The Archbishop of Mosul has insisted Christianity in Iraq "will not and will never die", as he spoke to Euronews about the difficulties the religious minority in the country are facing.
After the defeat of so-called Islamic State (ISIS) in Mosul dozens of Iraqi Christian families — who fled their country amid the violence a few years ago — are returning.
But not to their destroyed homes in Mosul.
Najib Mikhael Moussa, who was appointed Archbishop of Mosul by Pope Francis last year, said there is an international responsibility to protect minorities in the region.
Moussa has spent years preserving Iraq's Christian heritage and escaped to Iraqi Kurdistan with many priceless manuscripts as ISIS militants swept the north of the country.
In Lyon, Najib Mikhael Moussa met with Euronews, where he expounded the importance of peace and understanding between different faiths and cultures.
“There is an international responsibility to save those minorities, and protect them from being persecuted," he said.
"You can worship a stone (whatever you believe in), but you mustn't kill me with it (do anybody worship as he pleases). How it comes to mind that a child who is seven years old, accuses his colleague of being an infidel? How does this child know about infidelity?”
He spoke about the reality of Mosul and the fate of Christians of Iraq — about how the majority who fled the violence are not returning.

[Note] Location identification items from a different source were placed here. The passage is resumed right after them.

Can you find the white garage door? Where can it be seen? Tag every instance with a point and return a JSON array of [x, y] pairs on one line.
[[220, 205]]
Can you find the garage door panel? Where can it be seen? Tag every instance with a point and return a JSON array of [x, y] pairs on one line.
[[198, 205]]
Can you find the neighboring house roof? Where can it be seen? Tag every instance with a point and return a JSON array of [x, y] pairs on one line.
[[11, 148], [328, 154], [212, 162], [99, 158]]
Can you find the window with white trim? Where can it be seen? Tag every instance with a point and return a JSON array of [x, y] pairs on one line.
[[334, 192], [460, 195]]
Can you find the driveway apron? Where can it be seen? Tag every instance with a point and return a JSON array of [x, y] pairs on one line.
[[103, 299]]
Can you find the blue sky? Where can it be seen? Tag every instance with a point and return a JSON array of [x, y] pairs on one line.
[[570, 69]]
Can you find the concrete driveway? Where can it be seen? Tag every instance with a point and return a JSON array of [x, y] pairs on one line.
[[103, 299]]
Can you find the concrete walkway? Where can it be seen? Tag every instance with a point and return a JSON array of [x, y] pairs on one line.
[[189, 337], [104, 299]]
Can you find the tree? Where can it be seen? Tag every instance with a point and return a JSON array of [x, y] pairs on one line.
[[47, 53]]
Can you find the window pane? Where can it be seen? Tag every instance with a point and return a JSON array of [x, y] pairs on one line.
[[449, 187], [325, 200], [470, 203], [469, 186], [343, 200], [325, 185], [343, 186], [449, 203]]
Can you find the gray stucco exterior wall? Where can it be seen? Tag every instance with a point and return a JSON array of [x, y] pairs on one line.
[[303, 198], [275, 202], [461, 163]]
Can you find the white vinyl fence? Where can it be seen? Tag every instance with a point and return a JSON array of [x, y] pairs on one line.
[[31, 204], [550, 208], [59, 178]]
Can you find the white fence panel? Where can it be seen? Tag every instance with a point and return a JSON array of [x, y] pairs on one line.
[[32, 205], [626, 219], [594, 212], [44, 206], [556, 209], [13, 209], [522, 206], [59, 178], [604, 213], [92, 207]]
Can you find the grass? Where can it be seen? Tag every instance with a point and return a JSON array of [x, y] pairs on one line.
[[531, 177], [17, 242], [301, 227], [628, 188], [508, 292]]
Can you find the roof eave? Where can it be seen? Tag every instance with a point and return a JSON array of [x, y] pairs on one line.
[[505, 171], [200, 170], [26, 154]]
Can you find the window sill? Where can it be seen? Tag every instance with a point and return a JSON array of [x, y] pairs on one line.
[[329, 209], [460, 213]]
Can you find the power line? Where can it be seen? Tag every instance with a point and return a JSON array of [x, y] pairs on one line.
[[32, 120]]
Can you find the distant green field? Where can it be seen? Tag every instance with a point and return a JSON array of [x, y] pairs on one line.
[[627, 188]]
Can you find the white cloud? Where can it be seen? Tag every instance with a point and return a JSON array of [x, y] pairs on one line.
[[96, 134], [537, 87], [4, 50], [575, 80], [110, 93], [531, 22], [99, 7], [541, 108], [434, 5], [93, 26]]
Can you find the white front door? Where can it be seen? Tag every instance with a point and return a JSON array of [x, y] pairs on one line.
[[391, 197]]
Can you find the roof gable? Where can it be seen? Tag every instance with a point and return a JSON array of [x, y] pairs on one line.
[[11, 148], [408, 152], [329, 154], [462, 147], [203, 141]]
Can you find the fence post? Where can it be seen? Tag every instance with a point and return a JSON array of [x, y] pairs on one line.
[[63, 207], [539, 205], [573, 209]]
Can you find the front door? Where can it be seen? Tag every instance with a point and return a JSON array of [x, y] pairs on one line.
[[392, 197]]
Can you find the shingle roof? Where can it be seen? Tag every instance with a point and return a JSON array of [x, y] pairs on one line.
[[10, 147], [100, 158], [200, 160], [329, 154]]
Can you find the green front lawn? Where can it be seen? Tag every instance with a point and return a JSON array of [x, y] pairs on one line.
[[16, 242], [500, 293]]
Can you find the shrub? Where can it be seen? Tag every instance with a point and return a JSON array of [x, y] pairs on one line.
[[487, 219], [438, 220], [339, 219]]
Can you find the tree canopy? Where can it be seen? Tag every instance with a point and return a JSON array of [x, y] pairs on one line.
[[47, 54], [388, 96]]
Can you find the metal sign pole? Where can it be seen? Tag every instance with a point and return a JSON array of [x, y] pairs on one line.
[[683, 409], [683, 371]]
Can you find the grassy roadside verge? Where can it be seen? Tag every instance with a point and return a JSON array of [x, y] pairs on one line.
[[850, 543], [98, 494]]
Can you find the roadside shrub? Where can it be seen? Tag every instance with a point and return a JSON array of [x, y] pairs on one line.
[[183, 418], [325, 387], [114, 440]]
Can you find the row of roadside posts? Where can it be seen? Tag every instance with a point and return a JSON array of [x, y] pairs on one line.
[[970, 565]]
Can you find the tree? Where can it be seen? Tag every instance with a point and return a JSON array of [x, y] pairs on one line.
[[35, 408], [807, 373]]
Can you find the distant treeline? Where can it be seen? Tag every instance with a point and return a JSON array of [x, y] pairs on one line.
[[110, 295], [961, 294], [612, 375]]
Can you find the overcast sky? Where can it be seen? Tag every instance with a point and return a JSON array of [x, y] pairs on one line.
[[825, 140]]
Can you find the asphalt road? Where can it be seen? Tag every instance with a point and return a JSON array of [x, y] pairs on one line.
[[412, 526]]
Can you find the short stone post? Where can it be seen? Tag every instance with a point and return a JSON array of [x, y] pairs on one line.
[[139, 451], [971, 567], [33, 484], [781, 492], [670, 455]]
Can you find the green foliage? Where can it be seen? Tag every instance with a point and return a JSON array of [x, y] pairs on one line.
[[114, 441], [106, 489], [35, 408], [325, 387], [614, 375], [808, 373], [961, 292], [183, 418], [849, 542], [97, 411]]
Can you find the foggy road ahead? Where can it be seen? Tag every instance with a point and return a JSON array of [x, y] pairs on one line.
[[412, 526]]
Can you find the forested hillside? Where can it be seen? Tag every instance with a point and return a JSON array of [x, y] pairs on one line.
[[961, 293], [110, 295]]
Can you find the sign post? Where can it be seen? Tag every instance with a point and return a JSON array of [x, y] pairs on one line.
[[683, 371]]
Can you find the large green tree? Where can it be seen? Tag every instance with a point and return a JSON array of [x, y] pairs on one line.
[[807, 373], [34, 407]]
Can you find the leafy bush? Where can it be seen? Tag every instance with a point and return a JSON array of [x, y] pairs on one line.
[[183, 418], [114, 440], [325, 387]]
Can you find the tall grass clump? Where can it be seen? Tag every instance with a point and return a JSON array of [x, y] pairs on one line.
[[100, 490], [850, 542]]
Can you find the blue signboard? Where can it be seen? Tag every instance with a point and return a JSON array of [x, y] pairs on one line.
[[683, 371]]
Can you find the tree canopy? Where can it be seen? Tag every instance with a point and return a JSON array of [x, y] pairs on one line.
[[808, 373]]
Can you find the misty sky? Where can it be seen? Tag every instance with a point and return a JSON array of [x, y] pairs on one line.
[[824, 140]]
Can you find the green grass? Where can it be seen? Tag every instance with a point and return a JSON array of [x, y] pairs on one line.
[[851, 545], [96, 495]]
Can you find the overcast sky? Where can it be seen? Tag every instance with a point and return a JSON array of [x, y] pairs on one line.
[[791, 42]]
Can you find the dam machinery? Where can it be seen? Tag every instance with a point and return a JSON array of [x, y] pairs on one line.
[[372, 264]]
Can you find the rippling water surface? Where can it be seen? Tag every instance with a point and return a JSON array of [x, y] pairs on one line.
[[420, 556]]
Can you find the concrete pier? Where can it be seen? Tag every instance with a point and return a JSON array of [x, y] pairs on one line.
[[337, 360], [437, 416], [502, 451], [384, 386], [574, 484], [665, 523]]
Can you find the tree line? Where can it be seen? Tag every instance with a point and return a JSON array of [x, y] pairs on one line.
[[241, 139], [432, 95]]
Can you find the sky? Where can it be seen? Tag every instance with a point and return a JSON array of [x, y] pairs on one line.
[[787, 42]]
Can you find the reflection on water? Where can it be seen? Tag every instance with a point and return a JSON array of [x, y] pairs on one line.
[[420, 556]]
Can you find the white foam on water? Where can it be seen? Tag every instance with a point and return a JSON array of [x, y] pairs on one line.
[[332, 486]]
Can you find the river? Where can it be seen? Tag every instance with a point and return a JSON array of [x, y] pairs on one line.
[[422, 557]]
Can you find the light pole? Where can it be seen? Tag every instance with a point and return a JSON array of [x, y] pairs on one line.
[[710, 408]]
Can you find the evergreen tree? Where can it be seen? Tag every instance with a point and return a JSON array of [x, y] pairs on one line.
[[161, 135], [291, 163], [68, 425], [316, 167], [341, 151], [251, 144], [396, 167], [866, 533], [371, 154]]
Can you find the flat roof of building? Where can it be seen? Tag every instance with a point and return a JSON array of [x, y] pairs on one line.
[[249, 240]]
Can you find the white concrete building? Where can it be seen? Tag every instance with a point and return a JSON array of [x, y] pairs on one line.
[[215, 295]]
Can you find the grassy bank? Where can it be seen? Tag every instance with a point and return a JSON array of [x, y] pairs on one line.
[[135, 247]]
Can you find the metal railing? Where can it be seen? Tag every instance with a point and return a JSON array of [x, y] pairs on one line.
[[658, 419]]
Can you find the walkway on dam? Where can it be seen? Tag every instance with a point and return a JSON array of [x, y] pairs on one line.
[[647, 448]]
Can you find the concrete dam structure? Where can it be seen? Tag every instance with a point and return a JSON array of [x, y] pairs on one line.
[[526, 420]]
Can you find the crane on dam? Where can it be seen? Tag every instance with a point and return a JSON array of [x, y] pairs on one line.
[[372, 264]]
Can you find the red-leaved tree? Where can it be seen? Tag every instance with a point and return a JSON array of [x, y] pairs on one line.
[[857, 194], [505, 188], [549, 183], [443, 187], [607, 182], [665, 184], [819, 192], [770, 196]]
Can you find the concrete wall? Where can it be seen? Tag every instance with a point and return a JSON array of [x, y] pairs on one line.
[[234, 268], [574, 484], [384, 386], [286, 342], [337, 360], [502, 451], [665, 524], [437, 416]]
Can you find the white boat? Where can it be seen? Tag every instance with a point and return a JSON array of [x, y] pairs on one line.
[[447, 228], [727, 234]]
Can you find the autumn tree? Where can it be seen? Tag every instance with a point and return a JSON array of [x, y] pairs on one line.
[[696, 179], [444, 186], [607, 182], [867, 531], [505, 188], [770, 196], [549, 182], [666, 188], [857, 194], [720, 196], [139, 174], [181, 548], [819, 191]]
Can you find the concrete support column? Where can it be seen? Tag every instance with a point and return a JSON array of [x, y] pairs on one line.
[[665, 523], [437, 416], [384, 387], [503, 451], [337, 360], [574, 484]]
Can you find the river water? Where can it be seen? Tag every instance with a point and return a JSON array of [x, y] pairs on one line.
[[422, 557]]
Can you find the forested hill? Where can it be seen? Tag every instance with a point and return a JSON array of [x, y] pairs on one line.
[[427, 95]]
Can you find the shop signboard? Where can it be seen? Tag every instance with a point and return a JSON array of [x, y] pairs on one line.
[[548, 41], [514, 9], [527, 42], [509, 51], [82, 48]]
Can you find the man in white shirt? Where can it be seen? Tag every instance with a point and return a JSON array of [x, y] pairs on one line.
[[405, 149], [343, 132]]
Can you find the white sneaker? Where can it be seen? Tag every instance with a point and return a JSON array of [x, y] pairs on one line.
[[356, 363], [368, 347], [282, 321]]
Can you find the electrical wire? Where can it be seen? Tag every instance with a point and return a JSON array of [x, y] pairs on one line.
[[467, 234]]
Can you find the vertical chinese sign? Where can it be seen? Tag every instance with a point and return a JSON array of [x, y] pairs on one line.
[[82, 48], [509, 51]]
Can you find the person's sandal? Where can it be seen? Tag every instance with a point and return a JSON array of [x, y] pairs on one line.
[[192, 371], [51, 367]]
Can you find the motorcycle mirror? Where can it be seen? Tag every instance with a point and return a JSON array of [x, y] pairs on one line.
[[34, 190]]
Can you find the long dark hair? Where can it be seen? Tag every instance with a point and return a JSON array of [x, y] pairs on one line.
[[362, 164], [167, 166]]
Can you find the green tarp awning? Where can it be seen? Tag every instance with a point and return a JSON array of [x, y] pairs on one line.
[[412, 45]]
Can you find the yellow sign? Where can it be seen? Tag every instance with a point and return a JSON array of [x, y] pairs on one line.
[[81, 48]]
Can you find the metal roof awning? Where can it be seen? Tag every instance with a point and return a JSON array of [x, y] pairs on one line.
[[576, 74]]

“There is only 10% returning from abroad or intending to return, they say: 'We will return if there is security and opportunity for work, but the situation seems to fall short with their expectations'.”
“More than 30% migrate to Europe and Australia, but few of them are returning”.
“Most Christians in Iraq live in the Nineveh plain, in Baghdad and Kurdistan, there are only 30 Christian families who returned to Mosul”.